A few years ago I joined a Hong Kong tour to Japan. Our tour guide was probably the most memorable part of the tour for she had told us many captivating stories while we sat in the bus going from point A to point B. She told us a story about the head of Japan Tourist Board who paid an official visit to Hong Kong to promote Japan: on his first day, he was graciously welcome by the representative of Hong Kong Tourist Board, who took him to a very fancy Chinese restaurant for dinner. They had a great meal, and the check was of course taken care of by the Hong Kong host. The next day the Japanese man did not know where to go for dinner, so he went back to the same restaurant, and asked for the same dishes he had yesterday without checking the menu. When the check arrived, his heart almost jumped out of his chest for it was a 5-figure bill (USD).

He probably had no clue what he had eaten – the abalones were not ordinary ones but some rare giant ones from the deep seas, the ginsengs used in the soups were some hundred-year-old ginsengs gathered from the top of some steep mountain, and shark fins from a giant shark that probably had killed the wives and puppies of many fishermen… and they all came with astronomical price tags. (The tour guide said that one night a drunken man left that restaurant and threw up in the street, and that pile of puke probably was worth $50K.)
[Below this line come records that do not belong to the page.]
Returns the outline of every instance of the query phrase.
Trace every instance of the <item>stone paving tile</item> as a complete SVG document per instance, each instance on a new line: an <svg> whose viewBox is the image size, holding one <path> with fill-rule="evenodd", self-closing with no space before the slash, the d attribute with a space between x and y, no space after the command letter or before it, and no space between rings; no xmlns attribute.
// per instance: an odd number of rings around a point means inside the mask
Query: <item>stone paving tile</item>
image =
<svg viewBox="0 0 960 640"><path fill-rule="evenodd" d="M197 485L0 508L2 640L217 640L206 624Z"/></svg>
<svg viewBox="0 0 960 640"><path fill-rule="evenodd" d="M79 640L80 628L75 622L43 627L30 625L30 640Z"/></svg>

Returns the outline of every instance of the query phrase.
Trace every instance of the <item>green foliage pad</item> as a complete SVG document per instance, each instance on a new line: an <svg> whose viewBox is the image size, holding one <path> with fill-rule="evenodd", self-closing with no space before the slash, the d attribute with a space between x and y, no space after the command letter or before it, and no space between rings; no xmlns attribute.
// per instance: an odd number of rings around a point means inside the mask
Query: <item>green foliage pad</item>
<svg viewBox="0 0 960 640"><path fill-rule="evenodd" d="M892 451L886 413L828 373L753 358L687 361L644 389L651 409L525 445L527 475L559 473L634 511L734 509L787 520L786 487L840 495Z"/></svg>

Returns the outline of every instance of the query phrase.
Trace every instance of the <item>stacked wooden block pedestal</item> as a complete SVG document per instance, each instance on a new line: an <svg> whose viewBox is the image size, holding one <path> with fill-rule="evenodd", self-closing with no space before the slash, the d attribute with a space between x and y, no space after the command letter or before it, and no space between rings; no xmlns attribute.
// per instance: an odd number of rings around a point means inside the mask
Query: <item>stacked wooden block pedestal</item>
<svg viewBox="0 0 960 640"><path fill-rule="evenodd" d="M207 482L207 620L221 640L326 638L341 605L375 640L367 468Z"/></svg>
Now, my questions: can you tell if you are consuming something really really good that probably costs a lot? (Assuming things that are good don’t come cheap.) How often do you say something is vastly superior after knowing it has a high price tag despite the difference is subtle?

Frederic Malles’ Vetiver Extraordinaire boasts that it contains the most vetiver one can find in a perfume, and the vetiver used has gone through molecular filtering to remove the undesirable aspects of regular vetiver essential oils. Personally, I can’t single out and tell if the special-treated vetiver in Vetiver Extraordinaire is that marvelous that it deserves a high price tag, but to me, the overall smell of the perfume is quite uncommon due to the huge dosage of vetiver used.

If loving vetiver is loving unhealthy food, Vetiver Extraordinaire is a no-salad fried chicken buffet with mini cheesecakes for half-time. If you don’t like vetiver, please skip this perfume. It is so masculine and spicy, the opening of the citrus notes cannot douse its smoking hot base. Compare to most vetiver perfumes I have smelled, It’s an alien atmosphere with more oxygen than nitrogen, making it borderline too much for me. I once took a sample of VE to work for my coworkers to smell, and a female coworker said it’s one of the sexiest perfumes she had ever smelled (and not to mention both she and her boyfriend are crazy sexy, anything they wear or don’t wear is sexy). She wanted to buy a bottle for her boyfriend but when she googled the price of Vetiver Extraordinaire, she screamed across the cubicle at me, “You are mean!”